Specifically, Aristotle makes a distinction between immanent activity (energeia), an activity uniquely characteristic of cognitive states, and transient alteration (alloiosis), the processes which are the objects of a purely physical investigation This distinction allows him to elucidate an account of two features of conscious states which has so far been recalcitrant in their resistance to materialist reduction: intentionality and the subjective qualitative “feel,” i.e., the qualia, of perceptual states. Precisely as a kind of activity distinct from material alteration wherein a substance takes on the qualities of what affects it in becoming like it, Aristotle’s elaboration on the nature of energeia gives insight into cognitive identity in terms of a conformity to its object. Reclaiming the non-reductionist features of Aristotle’s energeia thereby conceptually safeguards intentionality. It also provides a framework in which to situate the subjective qualia which are essential and ineliminable from perceptual experience.

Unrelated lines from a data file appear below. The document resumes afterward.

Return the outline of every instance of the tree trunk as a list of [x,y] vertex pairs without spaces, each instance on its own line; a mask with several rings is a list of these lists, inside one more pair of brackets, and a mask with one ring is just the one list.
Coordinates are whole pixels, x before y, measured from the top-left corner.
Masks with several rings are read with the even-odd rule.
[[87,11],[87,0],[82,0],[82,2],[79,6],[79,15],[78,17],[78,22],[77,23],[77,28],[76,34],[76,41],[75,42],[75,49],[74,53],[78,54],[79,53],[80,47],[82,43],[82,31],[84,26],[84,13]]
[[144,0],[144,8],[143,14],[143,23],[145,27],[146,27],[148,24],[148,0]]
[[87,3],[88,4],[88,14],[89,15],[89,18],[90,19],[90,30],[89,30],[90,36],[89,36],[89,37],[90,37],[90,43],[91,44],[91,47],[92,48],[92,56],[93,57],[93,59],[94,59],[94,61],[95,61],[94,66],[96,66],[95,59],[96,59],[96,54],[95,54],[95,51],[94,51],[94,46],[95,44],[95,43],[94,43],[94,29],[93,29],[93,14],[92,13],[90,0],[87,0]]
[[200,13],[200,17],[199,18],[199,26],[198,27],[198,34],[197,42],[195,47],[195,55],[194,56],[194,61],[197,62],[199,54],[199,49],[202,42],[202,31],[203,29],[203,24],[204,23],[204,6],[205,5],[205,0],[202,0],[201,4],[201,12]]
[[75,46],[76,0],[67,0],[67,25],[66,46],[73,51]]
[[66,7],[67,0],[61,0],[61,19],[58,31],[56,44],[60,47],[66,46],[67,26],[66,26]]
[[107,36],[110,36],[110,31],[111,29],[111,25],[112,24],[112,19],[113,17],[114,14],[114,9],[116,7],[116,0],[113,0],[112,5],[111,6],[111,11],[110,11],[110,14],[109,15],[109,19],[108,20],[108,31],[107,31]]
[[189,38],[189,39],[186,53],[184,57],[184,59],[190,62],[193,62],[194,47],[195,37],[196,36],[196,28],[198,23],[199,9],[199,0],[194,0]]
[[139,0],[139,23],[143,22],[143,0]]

Despite the illumination Aristotle’s insights give, there is however left dangling the precise relation between physical alteration and the perceptual activity. For while the latter cannot be reduced to the former, physical alterations nevertheless can impede them and so are necessary for perceptual activity. Notwithstanding this avenue in need of further exploration, the fundamental enchanted features of intentionality and subjectivity within perceptual states cannot be banished from our understanding of cognition. Instead, these fruitfully can be explored in illuminating ways through Aristotle’s immanent activity.